DT3 - searchable PDF

nano5 · December 14, 2019, 4:50am

Occasionally DT identify some PDF vector documents, as PDFs (not searchable).

If you try OCR such PDF vector document into searchable, the result is rough. any idea?

BLUEFROG · December 14, 2019, 4:46pm

If you are doing OCR on a document with text, it will generate an image of the text, hence the ragged appearance. However, you shouldn’t run OCR on a document if it doesn’t need it.

Try opening the PDF in Preview (via control-click > Open With), then holding the Option key and choosing File > Save As. Set Quartz Filter to Create Generic PDFX-3 Document and overwrite the file. After it overwrites, check it in DEVONthink again.

nano5 · December 14, 2019, 11:54pm

Thanks for the suggestion.

Try two PDFs with the steps - replace the current ones with generic PDFX-3 via Preview, and DT still thinks the same, DT logs enclosed.
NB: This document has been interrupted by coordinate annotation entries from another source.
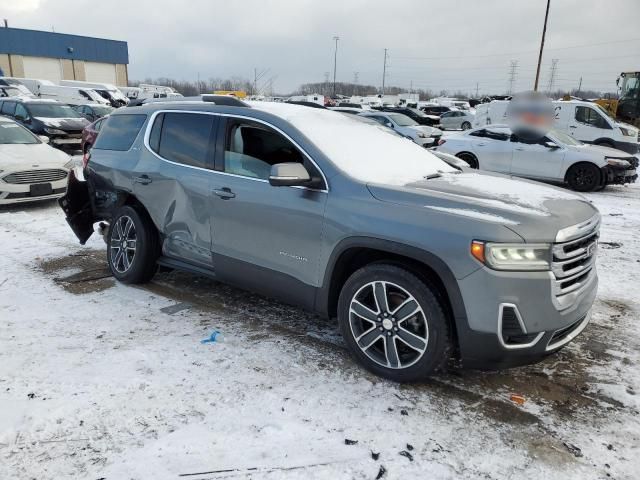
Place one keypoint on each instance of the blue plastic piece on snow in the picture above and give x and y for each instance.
(212, 338)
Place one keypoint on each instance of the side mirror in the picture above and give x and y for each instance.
(288, 175)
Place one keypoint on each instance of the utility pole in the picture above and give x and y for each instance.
(552, 74)
(513, 68)
(544, 33)
(384, 70)
(335, 64)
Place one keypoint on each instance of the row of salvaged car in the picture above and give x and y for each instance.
(557, 157)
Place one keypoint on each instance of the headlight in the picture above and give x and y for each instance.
(615, 162)
(513, 256)
(54, 131)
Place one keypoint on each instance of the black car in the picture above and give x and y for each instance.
(93, 111)
(435, 109)
(414, 114)
(58, 121)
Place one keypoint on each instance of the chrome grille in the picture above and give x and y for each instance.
(573, 263)
(35, 176)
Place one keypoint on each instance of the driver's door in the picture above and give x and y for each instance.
(264, 237)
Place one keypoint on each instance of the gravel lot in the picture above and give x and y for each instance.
(102, 380)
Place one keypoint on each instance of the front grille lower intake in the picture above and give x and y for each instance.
(512, 332)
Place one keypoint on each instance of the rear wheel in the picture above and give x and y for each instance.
(132, 247)
(470, 158)
(393, 323)
(583, 177)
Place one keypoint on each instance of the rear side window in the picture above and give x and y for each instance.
(185, 138)
(119, 132)
(8, 108)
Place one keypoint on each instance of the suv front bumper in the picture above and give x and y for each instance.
(548, 326)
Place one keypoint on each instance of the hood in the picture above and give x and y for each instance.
(64, 123)
(27, 157)
(532, 210)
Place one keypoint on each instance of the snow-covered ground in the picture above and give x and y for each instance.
(102, 380)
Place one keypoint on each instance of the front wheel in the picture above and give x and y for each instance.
(583, 177)
(132, 247)
(393, 323)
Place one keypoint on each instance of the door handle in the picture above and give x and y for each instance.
(224, 193)
(142, 180)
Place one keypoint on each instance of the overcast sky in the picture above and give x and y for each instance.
(453, 44)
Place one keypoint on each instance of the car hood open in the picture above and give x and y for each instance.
(532, 210)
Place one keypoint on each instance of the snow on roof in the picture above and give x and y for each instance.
(365, 152)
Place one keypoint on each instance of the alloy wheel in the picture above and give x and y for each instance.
(123, 244)
(388, 324)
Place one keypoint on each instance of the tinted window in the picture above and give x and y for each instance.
(251, 149)
(119, 132)
(8, 108)
(186, 138)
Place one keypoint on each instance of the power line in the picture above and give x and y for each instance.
(513, 69)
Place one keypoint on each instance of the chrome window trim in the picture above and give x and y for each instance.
(501, 308)
(152, 119)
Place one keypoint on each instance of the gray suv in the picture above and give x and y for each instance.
(418, 260)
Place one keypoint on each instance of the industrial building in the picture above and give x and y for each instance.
(57, 56)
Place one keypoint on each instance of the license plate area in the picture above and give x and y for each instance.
(40, 189)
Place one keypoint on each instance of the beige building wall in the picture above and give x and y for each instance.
(122, 75)
(79, 70)
(17, 65)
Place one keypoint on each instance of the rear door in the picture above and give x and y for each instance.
(265, 237)
(492, 148)
(173, 181)
(534, 159)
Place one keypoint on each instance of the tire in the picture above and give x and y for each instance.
(371, 324)
(470, 158)
(132, 247)
(584, 177)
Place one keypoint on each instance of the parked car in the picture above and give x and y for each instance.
(415, 258)
(414, 114)
(585, 121)
(30, 169)
(437, 110)
(456, 120)
(557, 157)
(93, 111)
(89, 135)
(421, 134)
(61, 123)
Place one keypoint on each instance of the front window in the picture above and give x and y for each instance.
(402, 120)
(52, 110)
(12, 133)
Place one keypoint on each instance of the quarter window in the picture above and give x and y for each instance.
(184, 138)
(119, 132)
(8, 108)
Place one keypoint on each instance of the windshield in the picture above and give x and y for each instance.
(402, 120)
(52, 110)
(11, 133)
(358, 149)
(564, 138)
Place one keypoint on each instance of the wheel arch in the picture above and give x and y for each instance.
(354, 253)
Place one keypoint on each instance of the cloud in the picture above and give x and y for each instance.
(432, 44)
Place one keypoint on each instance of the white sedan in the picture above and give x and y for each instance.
(29, 168)
(557, 157)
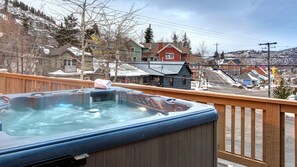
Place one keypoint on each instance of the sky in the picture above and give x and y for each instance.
(233, 24)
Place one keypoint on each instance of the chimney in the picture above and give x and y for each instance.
(160, 46)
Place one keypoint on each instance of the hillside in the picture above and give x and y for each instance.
(38, 24)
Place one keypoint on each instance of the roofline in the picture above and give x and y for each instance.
(167, 46)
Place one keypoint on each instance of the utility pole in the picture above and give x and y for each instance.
(217, 45)
(268, 62)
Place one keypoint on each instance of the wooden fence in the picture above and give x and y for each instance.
(251, 130)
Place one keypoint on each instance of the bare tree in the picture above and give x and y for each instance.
(12, 43)
(202, 49)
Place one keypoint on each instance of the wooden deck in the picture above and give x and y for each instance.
(251, 130)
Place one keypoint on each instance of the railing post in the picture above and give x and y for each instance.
(273, 135)
(221, 129)
(5, 83)
(24, 85)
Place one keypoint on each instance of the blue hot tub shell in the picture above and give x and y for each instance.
(26, 151)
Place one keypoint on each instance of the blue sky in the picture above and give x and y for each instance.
(234, 24)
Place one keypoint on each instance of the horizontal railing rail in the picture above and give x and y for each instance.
(251, 130)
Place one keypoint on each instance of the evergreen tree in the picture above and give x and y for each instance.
(174, 38)
(282, 91)
(186, 41)
(216, 55)
(222, 56)
(148, 34)
(68, 33)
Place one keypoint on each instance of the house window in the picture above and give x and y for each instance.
(184, 80)
(169, 55)
(171, 80)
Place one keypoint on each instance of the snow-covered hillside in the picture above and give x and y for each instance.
(20, 15)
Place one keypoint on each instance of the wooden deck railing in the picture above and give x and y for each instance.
(251, 130)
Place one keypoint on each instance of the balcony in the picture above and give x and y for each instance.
(251, 131)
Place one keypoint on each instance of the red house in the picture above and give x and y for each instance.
(171, 53)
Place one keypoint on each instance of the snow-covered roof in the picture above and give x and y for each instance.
(160, 68)
(171, 46)
(140, 45)
(46, 51)
(126, 70)
(78, 52)
(62, 73)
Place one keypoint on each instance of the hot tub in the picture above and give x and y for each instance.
(114, 127)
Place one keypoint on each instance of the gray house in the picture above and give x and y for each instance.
(166, 74)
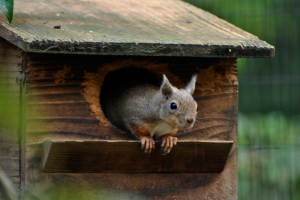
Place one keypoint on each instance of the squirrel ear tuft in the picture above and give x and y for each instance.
(190, 88)
(166, 87)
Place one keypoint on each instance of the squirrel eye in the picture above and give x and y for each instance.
(173, 106)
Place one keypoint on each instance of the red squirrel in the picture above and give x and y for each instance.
(149, 111)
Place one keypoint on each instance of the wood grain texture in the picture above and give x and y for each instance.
(126, 157)
(59, 118)
(148, 28)
(10, 61)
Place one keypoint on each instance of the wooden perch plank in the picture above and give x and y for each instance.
(127, 157)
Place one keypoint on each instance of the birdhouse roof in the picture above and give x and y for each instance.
(127, 27)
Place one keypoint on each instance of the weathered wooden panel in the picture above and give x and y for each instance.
(10, 62)
(96, 156)
(54, 117)
(149, 28)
BLUEFROG · December 15, 2019, 2:13pm

Hold the Option key and choose Help > Report bug to start a support ticket and attach the PDF in question. Thanks.
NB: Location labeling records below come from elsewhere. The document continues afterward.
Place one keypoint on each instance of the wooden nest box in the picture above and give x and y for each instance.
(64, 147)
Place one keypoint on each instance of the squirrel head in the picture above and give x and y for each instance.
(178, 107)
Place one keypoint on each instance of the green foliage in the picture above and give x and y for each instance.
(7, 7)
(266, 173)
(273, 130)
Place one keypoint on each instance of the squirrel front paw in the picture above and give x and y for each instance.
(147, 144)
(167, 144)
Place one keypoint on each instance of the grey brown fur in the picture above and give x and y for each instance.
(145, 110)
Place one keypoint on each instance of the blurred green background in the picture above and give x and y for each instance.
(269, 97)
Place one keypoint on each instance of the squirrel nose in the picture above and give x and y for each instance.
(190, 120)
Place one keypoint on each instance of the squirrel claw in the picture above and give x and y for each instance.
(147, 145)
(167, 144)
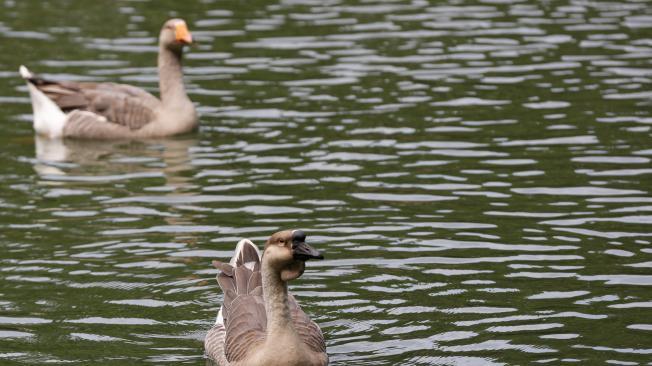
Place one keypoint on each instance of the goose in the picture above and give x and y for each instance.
(260, 323)
(117, 111)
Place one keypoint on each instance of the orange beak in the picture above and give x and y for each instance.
(182, 34)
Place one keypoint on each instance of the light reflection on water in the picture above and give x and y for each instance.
(476, 173)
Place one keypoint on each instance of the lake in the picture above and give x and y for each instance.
(476, 173)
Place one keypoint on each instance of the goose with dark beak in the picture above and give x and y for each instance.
(260, 322)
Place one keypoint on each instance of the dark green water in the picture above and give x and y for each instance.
(477, 174)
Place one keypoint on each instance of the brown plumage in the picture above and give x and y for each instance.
(260, 323)
(117, 111)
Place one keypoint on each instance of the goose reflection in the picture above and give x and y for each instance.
(59, 161)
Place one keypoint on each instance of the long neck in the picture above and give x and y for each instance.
(275, 294)
(171, 75)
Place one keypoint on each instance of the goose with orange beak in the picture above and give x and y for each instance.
(118, 111)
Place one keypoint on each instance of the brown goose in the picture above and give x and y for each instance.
(117, 111)
(260, 323)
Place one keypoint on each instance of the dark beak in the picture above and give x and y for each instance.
(301, 250)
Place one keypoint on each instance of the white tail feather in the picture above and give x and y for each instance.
(49, 119)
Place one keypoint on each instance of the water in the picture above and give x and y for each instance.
(477, 174)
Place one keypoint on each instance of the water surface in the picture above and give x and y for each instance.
(477, 174)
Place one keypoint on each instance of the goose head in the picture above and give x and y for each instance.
(287, 252)
(174, 34)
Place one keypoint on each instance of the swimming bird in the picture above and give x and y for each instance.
(260, 323)
(117, 111)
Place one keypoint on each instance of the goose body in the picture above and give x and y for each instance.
(260, 322)
(117, 111)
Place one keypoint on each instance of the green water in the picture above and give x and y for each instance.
(477, 174)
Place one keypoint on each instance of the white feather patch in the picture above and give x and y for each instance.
(49, 119)
(219, 320)
(238, 251)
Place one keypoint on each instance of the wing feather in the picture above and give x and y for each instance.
(120, 104)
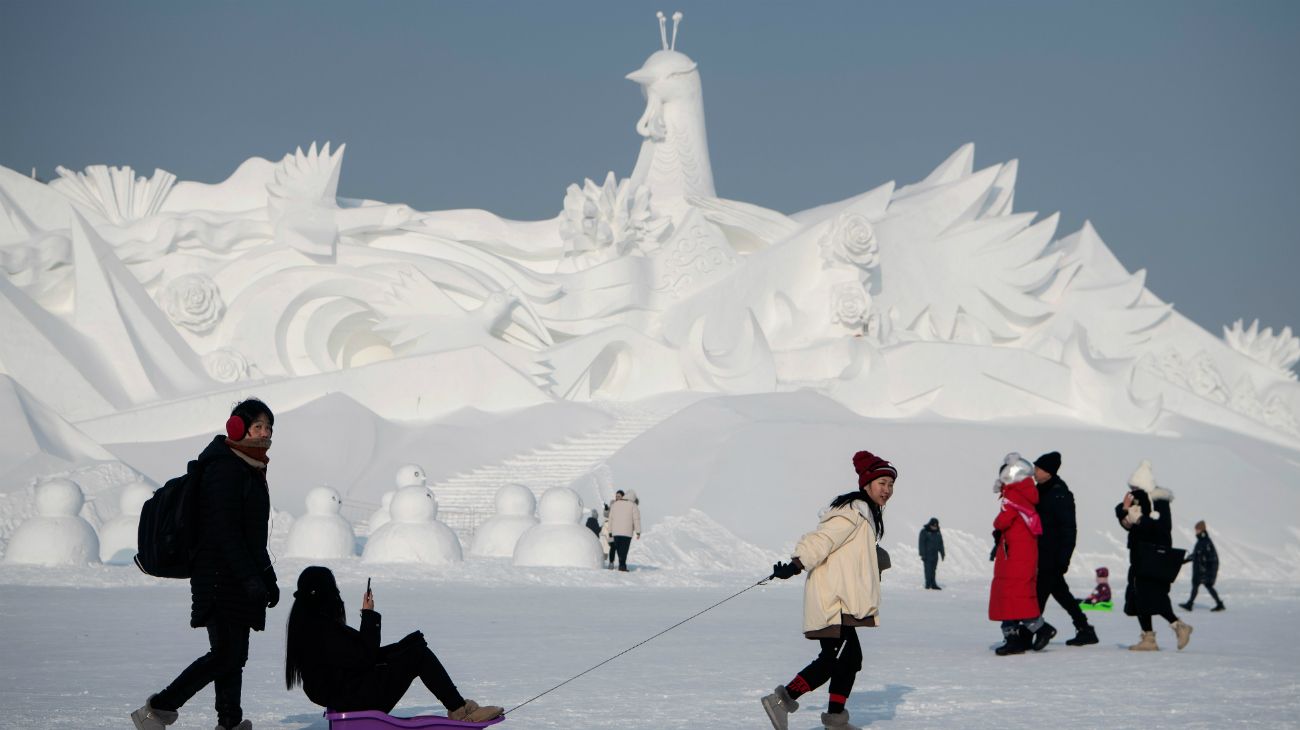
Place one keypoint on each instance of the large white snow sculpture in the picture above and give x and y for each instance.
(559, 541)
(323, 533)
(501, 533)
(130, 302)
(118, 538)
(56, 534)
(414, 535)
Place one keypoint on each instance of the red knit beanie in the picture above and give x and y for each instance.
(871, 466)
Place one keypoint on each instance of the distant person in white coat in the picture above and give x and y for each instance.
(624, 524)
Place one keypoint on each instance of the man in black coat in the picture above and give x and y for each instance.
(1056, 544)
(930, 543)
(232, 581)
(1204, 560)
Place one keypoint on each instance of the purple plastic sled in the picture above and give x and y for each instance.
(376, 720)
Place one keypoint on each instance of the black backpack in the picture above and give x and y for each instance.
(167, 538)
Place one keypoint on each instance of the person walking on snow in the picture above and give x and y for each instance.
(1013, 595)
(1145, 515)
(624, 524)
(931, 547)
(1056, 546)
(843, 590)
(232, 582)
(346, 669)
(1204, 560)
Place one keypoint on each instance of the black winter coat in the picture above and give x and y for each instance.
(1060, 530)
(234, 515)
(930, 544)
(339, 660)
(1147, 595)
(1204, 561)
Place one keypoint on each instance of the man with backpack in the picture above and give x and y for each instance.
(232, 581)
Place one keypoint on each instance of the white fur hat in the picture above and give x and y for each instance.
(1143, 478)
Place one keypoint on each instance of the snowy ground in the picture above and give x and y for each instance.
(82, 647)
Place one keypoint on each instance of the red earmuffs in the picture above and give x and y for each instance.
(235, 429)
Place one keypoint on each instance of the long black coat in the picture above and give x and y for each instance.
(1204, 561)
(339, 660)
(1060, 530)
(1145, 595)
(234, 515)
(930, 544)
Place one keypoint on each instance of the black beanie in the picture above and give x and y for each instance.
(1049, 463)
nano5 · January 18, 2020, 5:01am

Sorry for this late reply - but the issue is too obvious.

Almost 10% of the previous indexed PDF document (vector/true) under DT 3.0.1, when reindexing under DT 3.0.3, will become non-searchable, such as this one

BLUEFROG · January 18, 2020, 2:41pm

Did you start a support ticket, per my instructions?

cgrunenberg · January 20, 2020, 8:38am

Did you modify the files in the meantime or did you upgrade macOS?
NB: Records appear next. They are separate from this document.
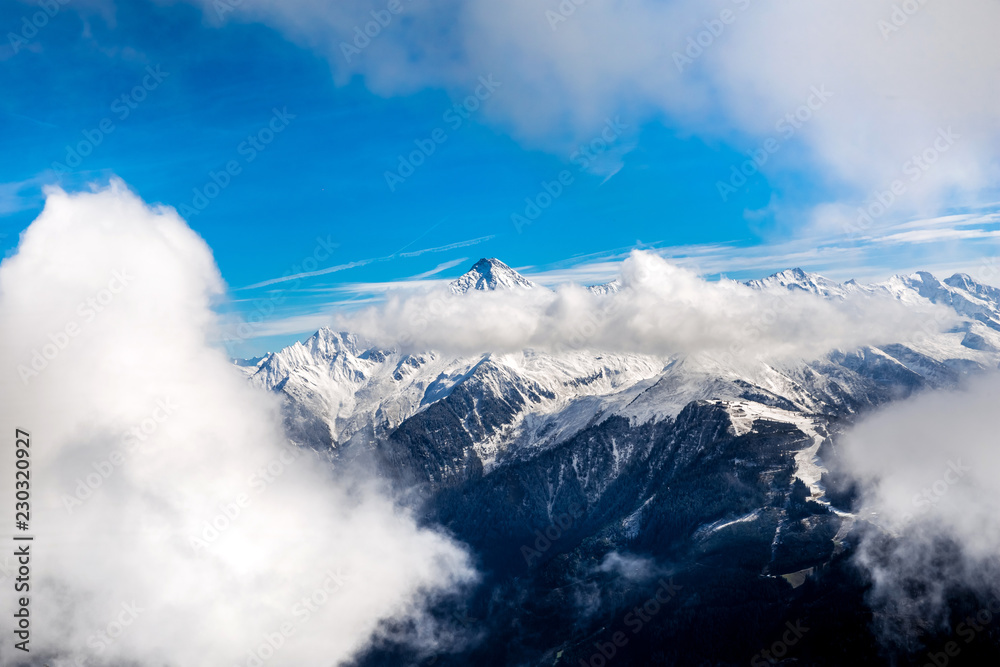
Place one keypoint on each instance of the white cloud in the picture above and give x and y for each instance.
(212, 450)
(662, 309)
(893, 89)
(930, 468)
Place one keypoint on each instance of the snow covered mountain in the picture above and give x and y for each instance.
(490, 274)
(679, 459)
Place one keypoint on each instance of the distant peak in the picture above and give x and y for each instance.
(488, 274)
(798, 280)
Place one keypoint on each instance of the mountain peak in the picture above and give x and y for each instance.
(798, 280)
(489, 274)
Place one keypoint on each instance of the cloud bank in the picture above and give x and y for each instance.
(660, 309)
(898, 74)
(174, 522)
(930, 468)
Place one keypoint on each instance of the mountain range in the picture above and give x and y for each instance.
(581, 479)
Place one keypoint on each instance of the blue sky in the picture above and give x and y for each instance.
(196, 88)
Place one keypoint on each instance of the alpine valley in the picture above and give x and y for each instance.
(634, 509)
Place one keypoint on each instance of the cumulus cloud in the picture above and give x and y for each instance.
(728, 70)
(930, 470)
(174, 522)
(660, 309)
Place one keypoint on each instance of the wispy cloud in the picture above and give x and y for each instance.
(365, 262)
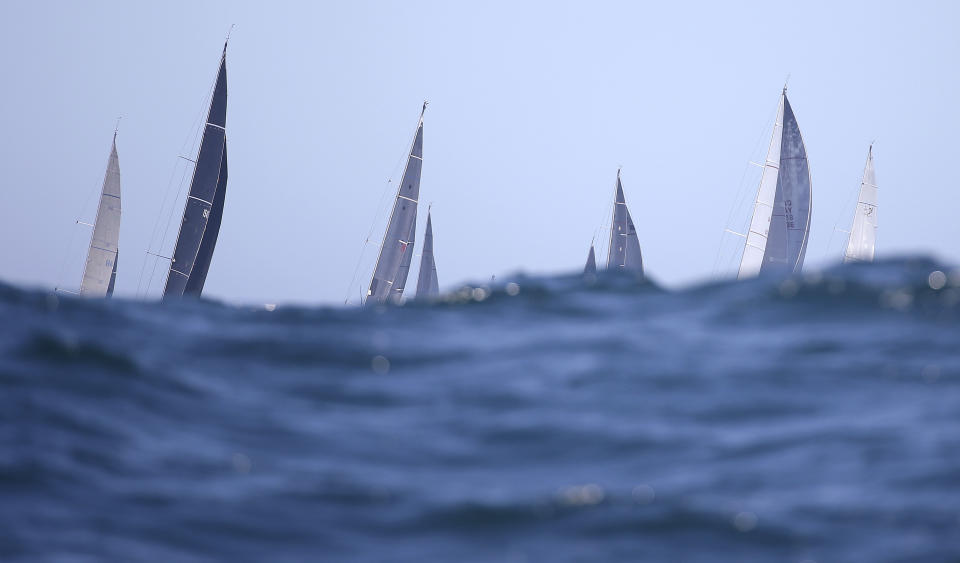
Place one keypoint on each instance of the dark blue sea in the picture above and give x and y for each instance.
(544, 419)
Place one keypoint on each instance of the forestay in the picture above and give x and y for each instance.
(99, 273)
(863, 233)
(200, 212)
(780, 226)
(393, 263)
(624, 253)
(428, 286)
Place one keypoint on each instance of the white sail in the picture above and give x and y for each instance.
(863, 233)
(780, 226)
(397, 246)
(102, 254)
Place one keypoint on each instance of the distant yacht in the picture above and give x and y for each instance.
(624, 252)
(780, 227)
(591, 266)
(863, 233)
(100, 271)
(428, 287)
(396, 250)
(204, 208)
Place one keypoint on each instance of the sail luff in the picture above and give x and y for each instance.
(755, 245)
(790, 218)
(861, 243)
(102, 252)
(591, 266)
(203, 189)
(397, 239)
(428, 286)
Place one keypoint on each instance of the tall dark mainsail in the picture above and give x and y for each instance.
(428, 286)
(780, 226)
(393, 263)
(100, 270)
(203, 211)
(624, 253)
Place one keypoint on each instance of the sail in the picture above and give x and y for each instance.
(624, 252)
(428, 286)
(780, 227)
(198, 276)
(863, 232)
(404, 272)
(210, 166)
(591, 266)
(100, 268)
(397, 246)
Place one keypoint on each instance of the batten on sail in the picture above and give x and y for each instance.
(428, 286)
(204, 207)
(591, 266)
(100, 270)
(862, 241)
(780, 225)
(624, 252)
(396, 250)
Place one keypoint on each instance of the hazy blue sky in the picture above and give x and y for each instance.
(532, 108)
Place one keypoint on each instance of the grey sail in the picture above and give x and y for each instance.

nano5 · January 20, 2020, 1:02pm

The files were not modified I think, but macOS could have been upgraded during now and then - my macOS now 10.15.2 which was released early December.

cgrunenberg · January 20, 2020, 3:07pm

Could you send such a document to cgrunenberg - at - devon-technologies.com? Then we could check this on both Catalina and Mojave. Thank you.